Il faut dire que son personnage principal, Louis, est un garçon plutôt mystérieux : très, très malin, il réussit à graver les échelons, à force de patience. On pourrait parfois le prendre pour un sans-coeur, mais en réalité, Louis n’aime que les personnes qui sont aptes à être aimées. Et pour eux, il donnerait sa vie. Mais pour les autres, ce ne sont que des pions qui l’indiffèrent ou que parfois il déteste. Il arrive toujours à passer dans les mailles de leurs filets, et souvent il retourne cela à son avantage. C’est un personnage très intelligent, qui fait un peu peur c’est vrai, qui s’est peut-être laissé hanté par la folie ambiante.

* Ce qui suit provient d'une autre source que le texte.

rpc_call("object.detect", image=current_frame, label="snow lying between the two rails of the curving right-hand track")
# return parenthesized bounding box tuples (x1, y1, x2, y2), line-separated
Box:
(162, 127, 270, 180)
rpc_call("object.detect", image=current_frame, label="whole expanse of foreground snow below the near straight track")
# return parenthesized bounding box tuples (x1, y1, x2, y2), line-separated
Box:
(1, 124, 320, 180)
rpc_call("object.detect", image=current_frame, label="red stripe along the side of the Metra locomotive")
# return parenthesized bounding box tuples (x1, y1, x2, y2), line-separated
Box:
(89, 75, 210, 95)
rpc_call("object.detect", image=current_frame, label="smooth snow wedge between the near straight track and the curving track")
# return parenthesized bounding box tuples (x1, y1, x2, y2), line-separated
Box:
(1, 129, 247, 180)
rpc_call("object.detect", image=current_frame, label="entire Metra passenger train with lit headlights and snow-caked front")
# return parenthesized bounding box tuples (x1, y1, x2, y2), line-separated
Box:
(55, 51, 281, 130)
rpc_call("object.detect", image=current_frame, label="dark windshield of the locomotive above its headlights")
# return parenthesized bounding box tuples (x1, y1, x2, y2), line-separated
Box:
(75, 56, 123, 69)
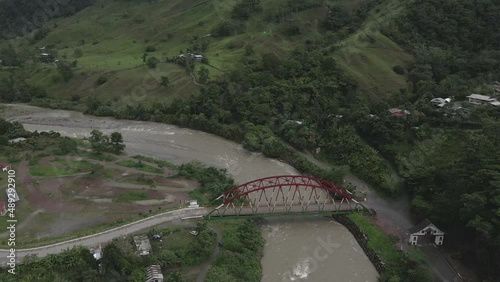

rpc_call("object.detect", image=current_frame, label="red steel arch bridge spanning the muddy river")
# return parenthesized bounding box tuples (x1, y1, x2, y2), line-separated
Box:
(204, 175, 367, 219)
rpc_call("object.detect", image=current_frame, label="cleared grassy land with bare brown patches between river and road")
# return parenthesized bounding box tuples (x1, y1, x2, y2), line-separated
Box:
(0, 137, 198, 245)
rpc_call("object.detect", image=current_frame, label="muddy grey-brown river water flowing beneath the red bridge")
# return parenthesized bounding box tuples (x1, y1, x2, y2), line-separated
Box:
(0, 105, 378, 282)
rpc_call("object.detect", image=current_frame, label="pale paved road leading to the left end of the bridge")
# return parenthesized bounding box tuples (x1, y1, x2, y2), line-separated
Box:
(0, 208, 209, 265)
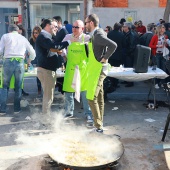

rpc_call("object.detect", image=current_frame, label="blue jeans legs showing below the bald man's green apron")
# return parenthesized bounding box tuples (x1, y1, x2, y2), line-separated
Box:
(65, 91, 92, 116)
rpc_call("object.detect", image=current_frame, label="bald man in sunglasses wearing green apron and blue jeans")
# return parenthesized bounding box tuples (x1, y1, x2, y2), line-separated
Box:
(63, 20, 93, 123)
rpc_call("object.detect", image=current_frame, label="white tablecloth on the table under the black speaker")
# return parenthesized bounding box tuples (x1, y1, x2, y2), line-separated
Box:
(108, 67, 168, 82)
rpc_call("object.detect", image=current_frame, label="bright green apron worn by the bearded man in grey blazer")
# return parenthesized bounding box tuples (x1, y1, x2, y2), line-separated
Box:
(86, 42, 102, 100)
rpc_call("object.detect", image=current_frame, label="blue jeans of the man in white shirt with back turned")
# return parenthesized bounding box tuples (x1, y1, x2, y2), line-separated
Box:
(0, 59, 25, 112)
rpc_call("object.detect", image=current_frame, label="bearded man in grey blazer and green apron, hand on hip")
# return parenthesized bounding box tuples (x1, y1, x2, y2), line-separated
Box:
(85, 14, 117, 133)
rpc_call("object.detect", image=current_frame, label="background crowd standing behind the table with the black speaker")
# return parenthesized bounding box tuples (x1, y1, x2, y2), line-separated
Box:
(105, 18, 170, 92)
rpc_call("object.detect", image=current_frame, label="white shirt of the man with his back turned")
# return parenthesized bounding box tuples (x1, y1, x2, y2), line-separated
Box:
(0, 31, 35, 60)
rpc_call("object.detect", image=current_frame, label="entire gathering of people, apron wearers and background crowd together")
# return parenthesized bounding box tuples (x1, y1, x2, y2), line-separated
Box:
(0, 14, 170, 133)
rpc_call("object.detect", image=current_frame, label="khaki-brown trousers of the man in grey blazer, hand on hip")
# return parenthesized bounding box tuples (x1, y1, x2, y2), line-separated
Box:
(88, 73, 106, 129)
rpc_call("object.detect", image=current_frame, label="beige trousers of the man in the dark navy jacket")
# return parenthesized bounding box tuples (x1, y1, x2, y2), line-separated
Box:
(37, 67, 57, 116)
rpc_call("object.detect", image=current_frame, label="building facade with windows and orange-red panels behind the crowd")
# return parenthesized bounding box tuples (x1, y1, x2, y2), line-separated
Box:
(0, 0, 167, 37)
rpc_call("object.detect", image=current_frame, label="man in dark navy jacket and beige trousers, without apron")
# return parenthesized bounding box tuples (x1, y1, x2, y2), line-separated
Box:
(35, 19, 70, 124)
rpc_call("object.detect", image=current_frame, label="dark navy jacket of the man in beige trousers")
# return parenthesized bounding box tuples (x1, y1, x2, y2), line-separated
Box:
(35, 32, 69, 71)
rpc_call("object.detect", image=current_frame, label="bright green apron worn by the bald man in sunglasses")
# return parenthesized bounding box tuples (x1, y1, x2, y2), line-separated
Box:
(63, 37, 88, 92)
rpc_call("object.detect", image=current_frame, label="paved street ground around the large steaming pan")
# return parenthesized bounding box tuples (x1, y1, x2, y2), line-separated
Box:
(0, 79, 170, 170)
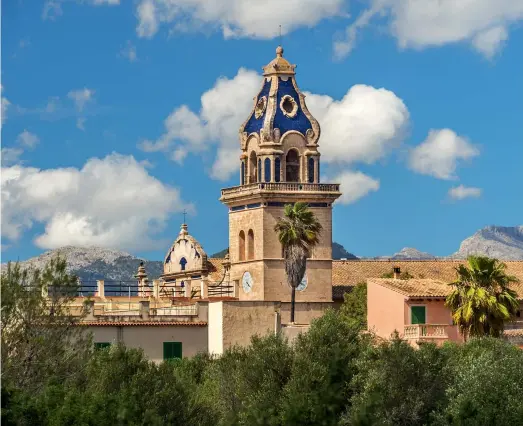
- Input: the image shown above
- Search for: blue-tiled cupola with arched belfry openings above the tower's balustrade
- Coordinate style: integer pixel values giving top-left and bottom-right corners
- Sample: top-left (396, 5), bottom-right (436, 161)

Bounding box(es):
top-left (240, 46), bottom-right (320, 185)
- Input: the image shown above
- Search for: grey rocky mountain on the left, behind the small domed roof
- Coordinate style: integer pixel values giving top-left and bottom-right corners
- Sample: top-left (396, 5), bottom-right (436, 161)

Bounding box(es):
top-left (2, 246), bottom-right (163, 281)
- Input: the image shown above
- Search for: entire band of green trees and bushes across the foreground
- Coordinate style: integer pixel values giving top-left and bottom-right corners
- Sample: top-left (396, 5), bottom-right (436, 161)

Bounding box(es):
top-left (1, 256), bottom-right (523, 426)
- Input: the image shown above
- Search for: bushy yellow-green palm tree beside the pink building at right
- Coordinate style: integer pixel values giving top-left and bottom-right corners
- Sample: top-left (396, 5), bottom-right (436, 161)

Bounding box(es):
top-left (445, 256), bottom-right (519, 339)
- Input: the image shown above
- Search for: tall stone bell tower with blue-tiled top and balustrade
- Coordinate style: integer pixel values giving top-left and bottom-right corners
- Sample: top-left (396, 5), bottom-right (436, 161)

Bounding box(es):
top-left (220, 46), bottom-right (341, 302)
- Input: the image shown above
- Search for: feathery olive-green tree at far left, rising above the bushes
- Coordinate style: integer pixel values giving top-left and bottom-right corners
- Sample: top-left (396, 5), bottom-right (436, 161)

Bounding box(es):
top-left (1, 257), bottom-right (91, 392)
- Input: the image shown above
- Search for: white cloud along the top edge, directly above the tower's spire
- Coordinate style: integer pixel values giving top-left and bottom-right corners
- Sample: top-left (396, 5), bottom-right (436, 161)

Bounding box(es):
top-left (136, 0), bottom-right (346, 39)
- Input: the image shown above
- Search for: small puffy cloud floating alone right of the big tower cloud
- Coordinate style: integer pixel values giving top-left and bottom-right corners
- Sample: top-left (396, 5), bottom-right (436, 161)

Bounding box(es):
top-left (409, 129), bottom-right (479, 179)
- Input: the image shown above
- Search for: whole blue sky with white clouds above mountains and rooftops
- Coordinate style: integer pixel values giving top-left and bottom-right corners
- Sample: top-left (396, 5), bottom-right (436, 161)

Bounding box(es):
top-left (1, 0), bottom-right (523, 261)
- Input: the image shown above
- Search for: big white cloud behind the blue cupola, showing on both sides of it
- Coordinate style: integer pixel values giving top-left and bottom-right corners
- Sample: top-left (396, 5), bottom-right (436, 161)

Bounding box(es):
top-left (139, 68), bottom-right (409, 188)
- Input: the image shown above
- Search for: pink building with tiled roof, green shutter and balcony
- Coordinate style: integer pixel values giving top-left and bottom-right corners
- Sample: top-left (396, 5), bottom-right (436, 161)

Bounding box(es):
top-left (367, 278), bottom-right (523, 348)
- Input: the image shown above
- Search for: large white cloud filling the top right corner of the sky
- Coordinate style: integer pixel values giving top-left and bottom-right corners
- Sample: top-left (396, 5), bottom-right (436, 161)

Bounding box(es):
top-left (334, 0), bottom-right (523, 58)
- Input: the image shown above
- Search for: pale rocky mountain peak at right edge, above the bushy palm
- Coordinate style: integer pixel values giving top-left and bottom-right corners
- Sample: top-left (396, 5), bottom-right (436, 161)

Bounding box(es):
top-left (451, 225), bottom-right (523, 260)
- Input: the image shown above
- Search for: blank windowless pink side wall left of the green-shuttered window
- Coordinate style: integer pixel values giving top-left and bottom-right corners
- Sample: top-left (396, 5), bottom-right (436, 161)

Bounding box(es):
top-left (367, 281), bottom-right (406, 339)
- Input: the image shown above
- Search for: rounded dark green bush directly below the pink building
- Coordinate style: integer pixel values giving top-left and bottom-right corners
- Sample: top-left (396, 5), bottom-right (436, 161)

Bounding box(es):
top-left (346, 338), bottom-right (446, 426)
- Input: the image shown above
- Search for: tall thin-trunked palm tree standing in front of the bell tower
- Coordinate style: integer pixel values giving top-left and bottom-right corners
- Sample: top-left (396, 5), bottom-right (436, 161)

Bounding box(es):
top-left (274, 202), bottom-right (322, 323)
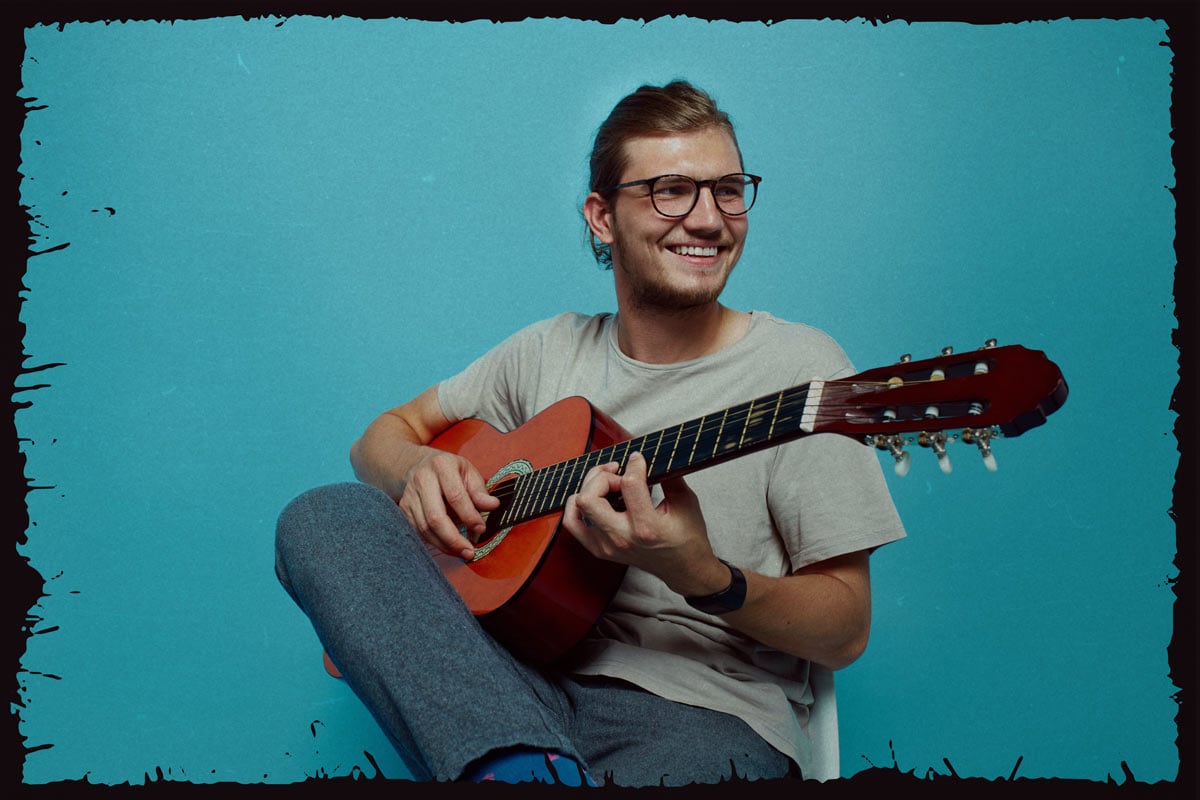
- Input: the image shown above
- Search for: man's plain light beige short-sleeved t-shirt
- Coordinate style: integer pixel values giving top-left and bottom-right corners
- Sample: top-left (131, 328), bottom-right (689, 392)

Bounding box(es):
top-left (438, 312), bottom-right (905, 770)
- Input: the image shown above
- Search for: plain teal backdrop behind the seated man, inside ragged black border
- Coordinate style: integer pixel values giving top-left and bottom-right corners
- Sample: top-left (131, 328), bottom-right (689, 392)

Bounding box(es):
top-left (17, 17), bottom-right (1180, 783)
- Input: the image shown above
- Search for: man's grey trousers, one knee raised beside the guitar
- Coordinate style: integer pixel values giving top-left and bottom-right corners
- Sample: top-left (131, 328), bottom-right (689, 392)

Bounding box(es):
top-left (276, 483), bottom-right (796, 786)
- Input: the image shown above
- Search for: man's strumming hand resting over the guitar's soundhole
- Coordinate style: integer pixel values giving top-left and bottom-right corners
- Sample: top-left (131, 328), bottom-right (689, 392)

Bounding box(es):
top-left (400, 447), bottom-right (500, 560)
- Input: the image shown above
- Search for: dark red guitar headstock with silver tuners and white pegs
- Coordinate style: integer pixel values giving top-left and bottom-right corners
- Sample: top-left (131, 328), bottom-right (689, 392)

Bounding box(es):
top-left (814, 339), bottom-right (1067, 475)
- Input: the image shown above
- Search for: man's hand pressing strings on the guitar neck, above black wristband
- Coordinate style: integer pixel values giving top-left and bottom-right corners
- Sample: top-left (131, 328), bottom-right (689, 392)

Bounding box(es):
top-left (563, 452), bottom-right (730, 595)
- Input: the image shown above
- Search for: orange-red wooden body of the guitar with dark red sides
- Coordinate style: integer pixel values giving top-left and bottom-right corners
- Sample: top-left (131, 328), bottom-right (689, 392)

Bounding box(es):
top-left (431, 397), bottom-right (629, 663)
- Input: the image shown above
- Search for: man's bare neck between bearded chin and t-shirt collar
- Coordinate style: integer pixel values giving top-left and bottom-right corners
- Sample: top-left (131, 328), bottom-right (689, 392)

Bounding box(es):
top-left (617, 302), bottom-right (750, 363)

C’est impossible de décrire de façon rationnelle ce roman, il brasse tellement de choses, de façon si pointue, sans état d’âme. Cette lecture est une aventure, elle nous emporte dans un autre univers qu’il nous est impossible d’imaginer sans y être. J’imagine à la fois les recherches que ce roman a demandé et l’esprit un peu fou qu’il faut avoir pour écrire de telles lignes. Car c’est prodigieux, c’est sauvage, c’est vivant, c’est mordant, c’est aliénant. Un cocktail explosif qui nous tient en haleine. Six cent pages accrocheuses de la préparation d’une fuite, d’un plan pour s’échapper de cette hôpital de malades de l’esprit, six cent pages d’une cohabitation dangereuse mais burlesque, six cent pages de rencontre avec la folie et toutes ses déviances, qu’importe de quel côté de la ligne on soit. Ce livre est fou. Et c’est pour ça que je vous le conseille.

Raymond Castells, Hôpital psychiatrique, aux éditions Payot & Rivages, coll. Rivages/Noir (889).